Robust deformable models are also a powerful tool for solving challenging computer vision problems, as they provide more accurate priors than can be obtained from the images themselves. However, the knowledge of 3D surface deformation methods and 3D geometry processing is not as wide-spread in the computer vision community as it is in computer graphics. In this tutorial, we aim to bridge this gap.
In the course, we will first introduce 3D rigging methods that are used in computer graphics and review the state-of-the-art in 3D mesh deformation editing. We do not pre-suppose any prior knowledge from the attendees, apart from basic linear algebra. Specifically, we will cover skeleton rigs for pose-editing of articulated meshes and blendshape models for facial deformation editing. We will briefly review 3D surface deformation using 3D Laplacian differential coordinates, such that local shape properties are preserved over deformation.

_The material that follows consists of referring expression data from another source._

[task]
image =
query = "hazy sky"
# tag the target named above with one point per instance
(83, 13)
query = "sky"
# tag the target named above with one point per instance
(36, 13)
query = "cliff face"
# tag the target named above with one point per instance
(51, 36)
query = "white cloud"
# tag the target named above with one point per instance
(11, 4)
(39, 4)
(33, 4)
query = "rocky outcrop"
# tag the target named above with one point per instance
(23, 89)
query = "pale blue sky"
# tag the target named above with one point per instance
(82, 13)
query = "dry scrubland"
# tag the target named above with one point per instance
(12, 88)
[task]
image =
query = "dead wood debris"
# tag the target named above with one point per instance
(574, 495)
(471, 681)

Then, we will describe the 3D performance capture pipeline i.e, how to build a sequence of coherent 3D meshes from temporally disconnect sensor input, such that the mesh topology and vertex connectivity are preserved over time. We describe systems based on multi-view capture in an indoor studio, as well as simpler systems based on sparser set-ups and depth cameras. This produces a mesh sequence for visualization and accurate 3D non-rigid motion detail, but still unsuitable for direct manipulation and editing.
Then, we will describe a set of methods for converting raw mesh sequences into rigged models that can be manipulated and pose-edited. We describe methods for embedding a skeleton rig into an input mesh, as well as converting a given mesh sequence into a rigged skeleton animation.

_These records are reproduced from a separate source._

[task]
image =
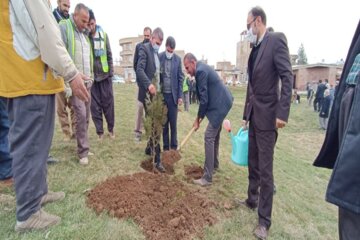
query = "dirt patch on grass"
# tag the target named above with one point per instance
(168, 159)
(193, 172)
(163, 207)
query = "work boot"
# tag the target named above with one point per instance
(84, 161)
(261, 232)
(160, 167)
(52, 197)
(202, 182)
(38, 221)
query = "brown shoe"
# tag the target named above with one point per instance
(243, 203)
(112, 135)
(261, 232)
(52, 197)
(38, 221)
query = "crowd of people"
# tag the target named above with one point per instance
(66, 59)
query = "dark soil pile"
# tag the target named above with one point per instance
(164, 208)
(168, 159)
(193, 172)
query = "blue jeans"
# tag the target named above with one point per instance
(5, 159)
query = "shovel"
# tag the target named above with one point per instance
(187, 137)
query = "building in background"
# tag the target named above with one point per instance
(315, 72)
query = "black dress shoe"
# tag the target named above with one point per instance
(148, 151)
(160, 167)
(52, 160)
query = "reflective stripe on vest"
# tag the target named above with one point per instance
(185, 86)
(103, 57)
(71, 42)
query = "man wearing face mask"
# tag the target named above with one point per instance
(148, 68)
(102, 97)
(266, 109)
(74, 35)
(62, 11)
(140, 107)
(171, 82)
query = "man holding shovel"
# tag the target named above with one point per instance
(215, 101)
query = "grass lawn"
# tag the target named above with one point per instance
(299, 209)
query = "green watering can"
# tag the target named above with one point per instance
(240, 145)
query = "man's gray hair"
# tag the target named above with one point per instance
(190, 57)
(81, 6)
(158, 33)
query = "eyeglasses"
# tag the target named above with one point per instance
(248, 24)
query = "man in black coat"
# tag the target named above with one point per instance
(267, 109)
(140, 107)
(340, 149)
(148, 67)
(215, 101)
(171, 79)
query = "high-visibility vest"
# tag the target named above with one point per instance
(70, 33)
(103, 57)
(185, 85)
(20, 77)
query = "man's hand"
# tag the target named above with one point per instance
(245, 125)
(196, 124)
(180, 101)
(280, 123)
(78, 87)
(152, 89)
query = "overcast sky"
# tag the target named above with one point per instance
(211, 29)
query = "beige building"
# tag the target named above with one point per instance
(128, 46)
(315, 72)
(227, 72)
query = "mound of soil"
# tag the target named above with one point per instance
(168, 159)
(164, 208)
(193, 171)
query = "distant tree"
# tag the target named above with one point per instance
(302, 60)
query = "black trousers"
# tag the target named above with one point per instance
(261, 180)
(349, 225)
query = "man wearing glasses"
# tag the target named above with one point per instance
(266, 109)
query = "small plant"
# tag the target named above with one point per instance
(156, 116)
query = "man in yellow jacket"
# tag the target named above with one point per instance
(31, 51)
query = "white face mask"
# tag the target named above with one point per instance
(251, 37)
(168, 55)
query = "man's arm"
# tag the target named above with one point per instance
(51, 47)
(140, 69)
(201, 81)
(281, 58)
(180, 79)
(109, 56)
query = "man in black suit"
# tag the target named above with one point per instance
(340, 150)
(215, 101)
(267, 109)
(171, 78)
(140, 106)
(148, 67)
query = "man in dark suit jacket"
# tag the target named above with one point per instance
(148, 67)
(215, 101)
(340, 150)
(266, 109)
(140, 106)
(319, 96)
(171, 78)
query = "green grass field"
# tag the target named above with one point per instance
(299, 210)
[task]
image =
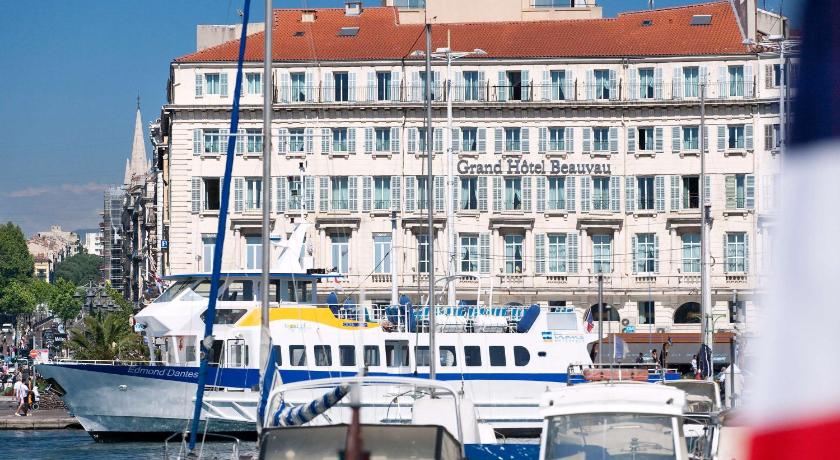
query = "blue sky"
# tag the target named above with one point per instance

Finally, we describe how to move beyond pre-defined motion rigs and build data-driven 3D deformation models from the bottom-up. We describe a method for building a statistical muscle deformation model from captured videos, which describes variation due to human body shape, body pose as well as external forces acting on the body. We describe an automatic method for decomposing a given mesh animation into sparse, localized deformation components which can be intuitively manipulated and edited. We conclude by listing a variety of applications for statistical deformation models in computer vision.
This is an introductory tutorial, since we do not pre-suppose any prior knowledge from the attendees, apart from basic linear algebra. Researchers working in computer vision applications for computer graphics will be most interested. But we hope to attract people also working in fundamental problems such as 3D object tracking, shape-from-X and statistical priors for low-level vision.
Kiran Varanasi is a researcher at Technicolor R&I in the domain of "acquisition and modelling". His research interests are
in 3D computer vision and computer graphics, especially in the spatio-temporal modeling of dynamic 3D scenes. He obtained his
PhD from INRIA in Grenoble, France in 2010. He later worked as a post-doctoral researcher at Max Planck Institute for computer
science in Saarbruecken, Germany (http://www.mpi-inf.mpg.de/~varanasi).
Edilson Aguiar is a professor of computer science at CEUNES at UFES in Brazil. His main research interests are in 3D performance capture, motion capture and animation. He obtained his PhD from Max Planck Institute for computer science in Saarbrucken, Germany in 2008 (http://www.mpi-inf.mpg.de/~edeaguia). He spent part of his PhD at Stanford University. He later worked at the Disney Research lab in Pittsburgh, USA as a post-doctoral researcher before taking up faculty position in Brazil.
Both the tutorial organizers have jointly authored a chapter "Rigging Captured Meshes" in the upcoming book "Real world visual computing" that will be published by CRC press in 2014. The book chapter has benefited from the editorial oversight of the book editors: Oliver Grau, Markus Magnor, Olga Sorkine-Hornung and Christian Theobalt. Prof. Christian Theobalt has been particularly instrumental in the discovery of the key ideas presented in the course, through his research supervision of both the presenters during their work at Max Planck Institute (MPI).